Treatment of CRBSI related to long-term vascular access devices (Hickman, Broviac, totally implantable devices) with systemic antibiotics is successful for many bacterial infections without removal of the device. Antibiotic therapy should be directed to the isolated pathogen and given for a total of 10-14 days from the date of blood culture clearance. Until identification and susceptibility testing are available, empirical therapy, based on local antimicrobial susceptibility data and usually including vancomycin plus an antipseudomonal aminoglycoside (e.g., gentamicin), penicillin (e.g., piperacillin-tazobactam), or cephalosporin (e.g., ceftazidime or cefepime) is generally indicated. An echinocandin or azole antifungal should be initiated if fungemia is suspected. Patients who have a past history of CRBSI with a resistant organism treated without CVC removal should generally receive initial empirical therapy directed against that organism, since relapse is common.

Antibiotic lock or dwell therapy , with administration of solutions of high concentrations of antibiotics or ethanol that remain in the catheter for up to 24 hr, have been proposed to improve outcomes when used as an adjuvant to systemic therapy. Antibiotic locks are recommended in patients receiving dialysis who may not have antibiotics frequently delivered through the CVC, but evidence does not suggest that routine use of lock therapy is beneficial in other patient populations, and it may cause harm. Ethanol lock therapy increases the risk of CVC occlusion, and both can result in delays to necessary CVC removal.

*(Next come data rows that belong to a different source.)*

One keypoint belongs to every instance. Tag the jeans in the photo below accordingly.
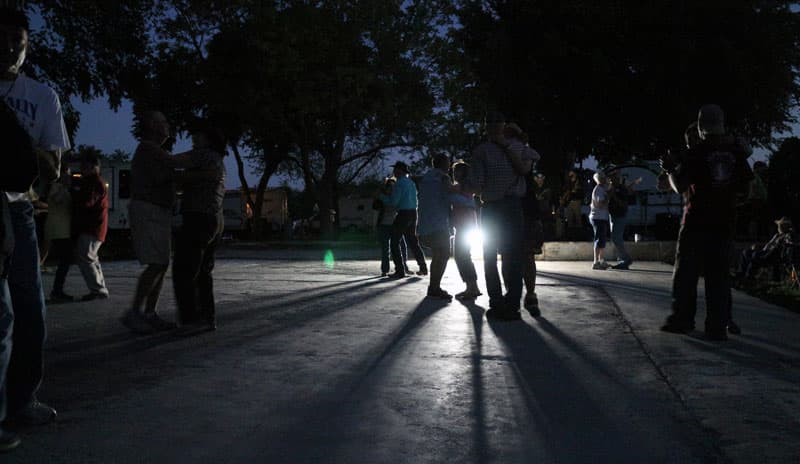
(405, 227)
(502, 226)
(463, 257)
(384, 233)
(192, 266)
(707, 250)
(600, 227)
(618, 237)
(22, 301)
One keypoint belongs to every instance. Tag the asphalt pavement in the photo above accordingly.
(319, 360)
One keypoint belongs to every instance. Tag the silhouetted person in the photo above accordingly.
(383, 228)
(465, 223)
(201, 229)
(90, 224)
(709, 177)
(498, 175)
(434, 220)
(152, 200)
(32, 107)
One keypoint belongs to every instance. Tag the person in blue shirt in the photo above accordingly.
(404, 199)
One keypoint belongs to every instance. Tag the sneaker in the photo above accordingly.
(671, 327)
(716, 335)
(94, 296)
(155, 321)
(8, 440)
(733, 328)
(468, 294)
(34, 414)
(60, 297)
(439, 293)
(531, 304)
(135, 322)
(504, 315)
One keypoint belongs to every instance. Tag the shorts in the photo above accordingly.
(151, 230)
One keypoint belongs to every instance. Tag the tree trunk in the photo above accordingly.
(258, 220)
(245, 188)
(326, 189)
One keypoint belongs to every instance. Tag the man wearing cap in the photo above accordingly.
(37, 109)
(404, 199)
(751, 258)
(498, 175)
(712, 174)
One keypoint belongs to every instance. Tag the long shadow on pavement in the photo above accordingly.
(575, 428)
(134, 362)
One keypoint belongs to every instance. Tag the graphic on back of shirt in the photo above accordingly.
(721, 166)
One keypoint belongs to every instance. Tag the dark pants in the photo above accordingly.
(24, 293)
(63, 250)
(502, 226)
(405, 227)
(384, 232)
(707, 250)
(463, 257)
(192, 265)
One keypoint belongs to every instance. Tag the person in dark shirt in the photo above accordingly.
(712, 174)
(201, 230)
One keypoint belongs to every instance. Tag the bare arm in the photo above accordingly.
(49, 163)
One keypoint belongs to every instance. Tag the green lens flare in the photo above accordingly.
(329, 259)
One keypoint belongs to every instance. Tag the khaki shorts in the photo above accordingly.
(151, 230)
(438, 239)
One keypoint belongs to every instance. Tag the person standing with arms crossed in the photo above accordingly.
(710, 176)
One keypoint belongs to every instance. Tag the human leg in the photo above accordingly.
(684, 283)
(718, 286)
(26, 366)
(8, 440)
(86, 249)
(384, 236)
(511, 250)
(617, 224)
(205, 284)
(491, 226)
(412, 242)
(195, 235)
(61, 249)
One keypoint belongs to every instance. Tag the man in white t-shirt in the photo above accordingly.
(38, 111)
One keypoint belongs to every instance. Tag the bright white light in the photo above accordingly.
(475, 240)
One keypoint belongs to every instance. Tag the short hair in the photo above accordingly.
(14, 17)
(91, 159)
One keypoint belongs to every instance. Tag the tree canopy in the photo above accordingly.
(325, 88)
(614, 78)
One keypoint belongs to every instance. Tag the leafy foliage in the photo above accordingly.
(620, 78)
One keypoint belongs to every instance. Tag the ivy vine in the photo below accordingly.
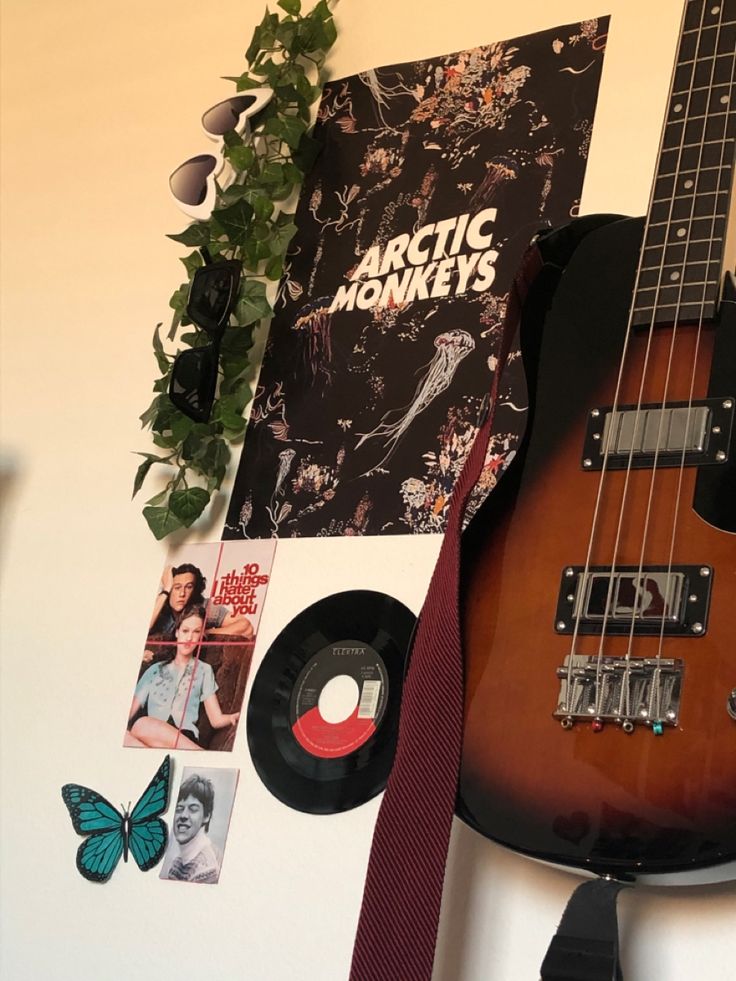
(287, 53)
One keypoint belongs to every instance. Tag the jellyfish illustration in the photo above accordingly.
(498, 170)
(313, 324)
(452, 347)
(286, 458)
(246, 513)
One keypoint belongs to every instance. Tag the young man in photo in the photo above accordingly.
(196, 858)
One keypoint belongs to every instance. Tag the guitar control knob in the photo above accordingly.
(731, 704)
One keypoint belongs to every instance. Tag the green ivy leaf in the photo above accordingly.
(243, 225)
(152, 411)
(260, 202)
(290, 129)
(241, 157)
(142, 471)
(274, 267)
(187, 505)
(252, 305)
(229, 415)
(192, 262)
(235, 221)
(244, 82)
(286, 33)
(159, 498)
(161, 521)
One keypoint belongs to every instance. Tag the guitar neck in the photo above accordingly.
(683, 251)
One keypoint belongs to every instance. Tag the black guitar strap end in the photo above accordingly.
(585, 947)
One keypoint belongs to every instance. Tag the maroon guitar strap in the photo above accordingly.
(397, 930)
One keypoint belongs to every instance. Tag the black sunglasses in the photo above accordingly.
(212, 298)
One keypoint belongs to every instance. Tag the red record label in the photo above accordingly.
(331, 740)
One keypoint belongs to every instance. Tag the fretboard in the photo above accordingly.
(680, 276)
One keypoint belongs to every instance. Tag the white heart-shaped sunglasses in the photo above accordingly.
(192, 184)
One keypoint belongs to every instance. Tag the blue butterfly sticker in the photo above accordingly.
(111, 834)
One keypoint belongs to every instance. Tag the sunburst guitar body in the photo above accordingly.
(599, 589)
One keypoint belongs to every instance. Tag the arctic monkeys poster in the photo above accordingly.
(434, 176)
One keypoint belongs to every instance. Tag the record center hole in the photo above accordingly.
(338, 699)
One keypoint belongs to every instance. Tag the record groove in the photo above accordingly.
(310, 763)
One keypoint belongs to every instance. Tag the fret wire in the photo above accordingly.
(709, 27)
(686, 197)
(691, 119)
(703, 58)
(701, 16)
(660, 250)
(676, 284)
(690, 170)
(676, 221)
(702, 88)
(691, 146)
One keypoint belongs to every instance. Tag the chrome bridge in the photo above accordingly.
(628, 691)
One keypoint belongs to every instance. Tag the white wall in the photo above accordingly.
(101, 100)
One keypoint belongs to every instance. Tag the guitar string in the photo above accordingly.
(582, 588)
(656, 690)
(626, 678)
(725, 163)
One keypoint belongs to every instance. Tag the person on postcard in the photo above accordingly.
(195, 857)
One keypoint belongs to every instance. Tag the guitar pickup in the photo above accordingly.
(651, 600)
(676, 434)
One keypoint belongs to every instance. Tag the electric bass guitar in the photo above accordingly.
(599, 589)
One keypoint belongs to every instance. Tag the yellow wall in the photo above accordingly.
(100, 101)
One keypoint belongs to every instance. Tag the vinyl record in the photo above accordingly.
(324, 708)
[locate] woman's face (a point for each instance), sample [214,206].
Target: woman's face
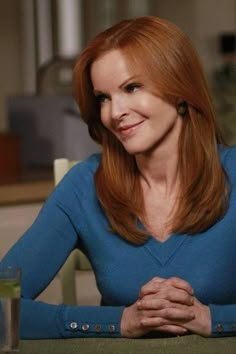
[142,121]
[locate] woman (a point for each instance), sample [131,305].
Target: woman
[155,212]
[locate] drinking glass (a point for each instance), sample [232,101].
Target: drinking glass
[10,290]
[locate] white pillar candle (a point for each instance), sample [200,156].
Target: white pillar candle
[44,31]
[69,27]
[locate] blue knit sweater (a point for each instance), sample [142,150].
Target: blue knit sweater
[72,217]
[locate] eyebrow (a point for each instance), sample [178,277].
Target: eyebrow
[97,92]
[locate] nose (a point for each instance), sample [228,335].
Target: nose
[118,107]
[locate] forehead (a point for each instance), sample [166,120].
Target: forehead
[112,65]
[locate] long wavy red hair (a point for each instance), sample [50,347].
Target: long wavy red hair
[171,65]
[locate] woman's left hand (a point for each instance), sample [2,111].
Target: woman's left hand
[149,300]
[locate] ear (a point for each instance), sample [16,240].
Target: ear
[182,108]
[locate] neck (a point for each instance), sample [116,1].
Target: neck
[159,171]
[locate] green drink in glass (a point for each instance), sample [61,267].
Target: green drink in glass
[10,291]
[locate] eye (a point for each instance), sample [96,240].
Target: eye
[132,87]
[101,98]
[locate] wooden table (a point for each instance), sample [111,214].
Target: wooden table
[191,344]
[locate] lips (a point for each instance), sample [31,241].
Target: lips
[129,128]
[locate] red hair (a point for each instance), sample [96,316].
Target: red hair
[171,66]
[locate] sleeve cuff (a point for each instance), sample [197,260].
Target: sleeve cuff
[223,320]
[90,321]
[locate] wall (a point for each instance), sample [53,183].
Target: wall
[10,58]
[201,19]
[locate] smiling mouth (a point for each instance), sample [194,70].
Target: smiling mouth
[128,129]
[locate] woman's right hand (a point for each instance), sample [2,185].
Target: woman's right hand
[170,305]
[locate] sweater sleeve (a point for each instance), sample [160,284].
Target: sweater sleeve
[40,253]
[223,320]
[41,321]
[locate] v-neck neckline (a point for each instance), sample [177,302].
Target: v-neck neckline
[163,251]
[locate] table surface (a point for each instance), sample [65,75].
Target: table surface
[191,344]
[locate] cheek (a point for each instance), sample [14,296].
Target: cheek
[105,116]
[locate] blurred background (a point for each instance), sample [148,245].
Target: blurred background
[39,41]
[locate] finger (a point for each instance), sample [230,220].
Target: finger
[174,329]
[163,297]
[151,287]
[177,295]
[183,314]
[180,284]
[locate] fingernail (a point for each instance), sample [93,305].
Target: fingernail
[139,305]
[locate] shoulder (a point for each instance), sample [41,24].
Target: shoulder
[81,174]
[88,165]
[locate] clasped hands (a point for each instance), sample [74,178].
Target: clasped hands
[166,305]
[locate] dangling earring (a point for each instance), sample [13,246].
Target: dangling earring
[182,108]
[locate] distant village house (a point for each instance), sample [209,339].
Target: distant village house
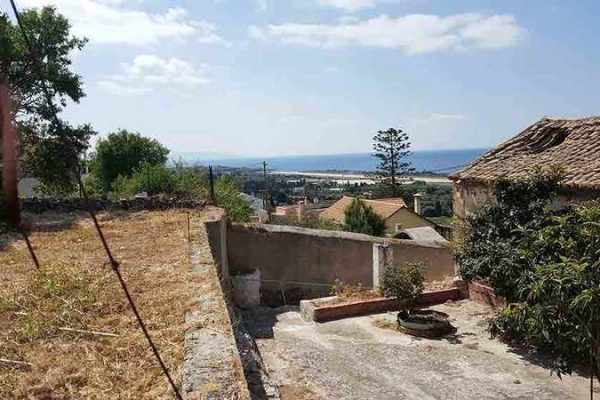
[573,144]
[393,211]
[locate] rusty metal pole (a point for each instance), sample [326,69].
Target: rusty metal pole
[9,156]
[211,179]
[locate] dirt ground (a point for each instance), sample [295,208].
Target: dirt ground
[76,289]
[367,358]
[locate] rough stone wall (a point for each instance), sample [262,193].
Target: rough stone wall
[212,365]
[468,196]
[292,254]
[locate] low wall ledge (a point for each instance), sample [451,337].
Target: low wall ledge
[268,228]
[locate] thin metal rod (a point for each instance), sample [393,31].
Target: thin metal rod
[30,248]
[113,262]
[9,156]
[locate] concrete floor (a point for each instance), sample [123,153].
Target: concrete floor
[358,359]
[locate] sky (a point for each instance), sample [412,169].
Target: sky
[294,77]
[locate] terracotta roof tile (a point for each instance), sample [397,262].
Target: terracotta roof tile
[383,207]
[574,144]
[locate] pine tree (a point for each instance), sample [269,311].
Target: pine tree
[392,147]
[361,218]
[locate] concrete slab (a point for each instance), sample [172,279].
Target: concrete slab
[366,358]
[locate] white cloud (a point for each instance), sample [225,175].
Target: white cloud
[147,72]
[348,5]
[446,117]
[261,5]
[109,22]
[412,34]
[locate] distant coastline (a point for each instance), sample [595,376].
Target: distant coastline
[442,162]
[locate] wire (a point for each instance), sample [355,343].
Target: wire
[113,262]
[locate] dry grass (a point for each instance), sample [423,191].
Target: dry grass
[77,290]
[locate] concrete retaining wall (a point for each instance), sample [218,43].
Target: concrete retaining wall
[212,365]
[295,255]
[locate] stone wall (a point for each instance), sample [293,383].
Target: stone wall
[212,366]
[468,196]
[306,262]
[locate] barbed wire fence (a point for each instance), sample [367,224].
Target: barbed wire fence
[115,265]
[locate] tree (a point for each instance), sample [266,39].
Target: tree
[404,282]
[361,218]
[228,196]
[546,261]
[121,153]
[51,147]
[495,243]
[392,148]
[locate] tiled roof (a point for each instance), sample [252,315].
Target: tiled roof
[385,208]
[573,144]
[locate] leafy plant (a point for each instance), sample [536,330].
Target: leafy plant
[546,261]
[228,196]
[498,243]
[51,148]
[404,282]
[361,218]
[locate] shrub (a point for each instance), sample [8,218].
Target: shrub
[559,313]
[122,153]
[152,179]
[190,182]
[361,218]
[546,261]
[404,282]
[227,194]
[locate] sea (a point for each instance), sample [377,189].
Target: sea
[437,161]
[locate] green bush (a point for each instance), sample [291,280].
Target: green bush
[546,261]
[227,194]
[152,179]
[190,182]
[122,153]
[497,242]
[404,282]
[361,218]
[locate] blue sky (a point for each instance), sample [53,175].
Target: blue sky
[282,77]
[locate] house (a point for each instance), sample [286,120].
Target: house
[422,234]
[573,144]
[259,214]
[395,213]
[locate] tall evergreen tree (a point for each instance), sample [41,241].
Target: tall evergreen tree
[51,147]
[392,147]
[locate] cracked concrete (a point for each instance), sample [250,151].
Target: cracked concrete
[366,358]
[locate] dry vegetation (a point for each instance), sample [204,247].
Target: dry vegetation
[76,290]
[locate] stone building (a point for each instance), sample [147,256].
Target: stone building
[572,144]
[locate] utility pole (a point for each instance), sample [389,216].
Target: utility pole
[9,155]
[212,185]
[267,192]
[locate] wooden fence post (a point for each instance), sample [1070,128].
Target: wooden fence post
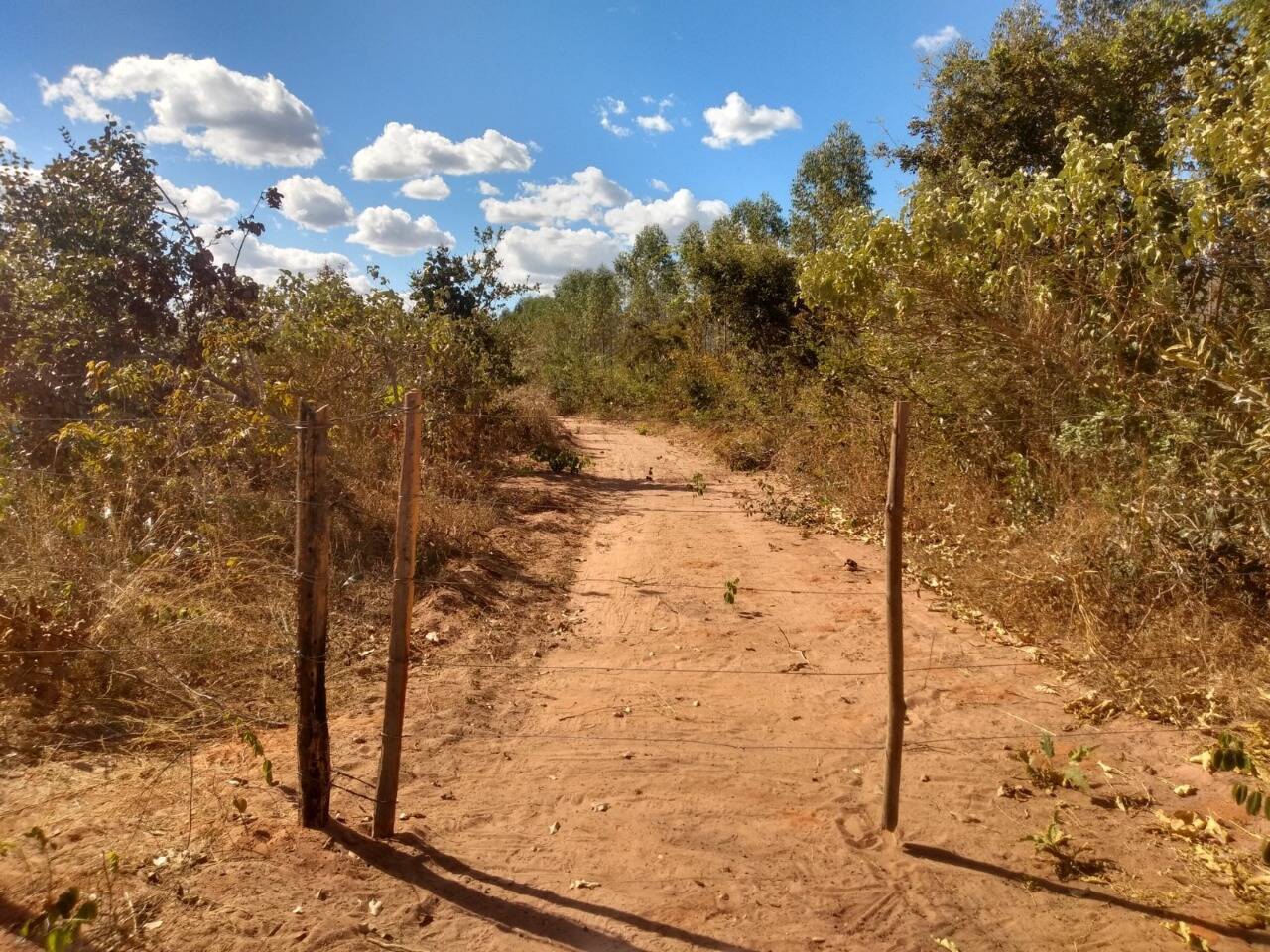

If blood cultures remain positive after 72 hr of appropriate therapy, or if a patient deteriorates clinically, the device should be removed. Failure of CRBSI salvage therapy is common and can be serious in infections caused by S. aureus (approximately 50%), Candida spp. (>70%), and Mycobacterium spp. (>70%), although some case reports of cure with antimicrobial lock therapy are promising. Other indications for removing a long-term catheter include severe sepsis, suppurative thrombophlebitis, and endocarditis. Prolonged therapy (4-6 wk) is indicated for persistent bacteremia or fungemia despite catheter removal, since this may represent unrecognized infective endocarditis or thrombophlebitis. The decision to attempt catheter salvage should weigh the risk and clinical impact of persistent or relapsed infection against the risk of surgical intervention.

CRBSI may be complicated by other intravascular infections such as septic thrombophlebitis or endocarditis. Presence of these conditions may be suggested by preexisting risk factors (e.g., congenital heart disease), signs and symptoms, or persistent bacteremia or fungemia 72 hr after device removal and appropriate therapy. Screening for these complications in otherwise low-risk children, even those with S. aureus infection, is not recommended, because the overall frequency is low and the tests can be difficult to interpret and may lead to inappropriate therapy.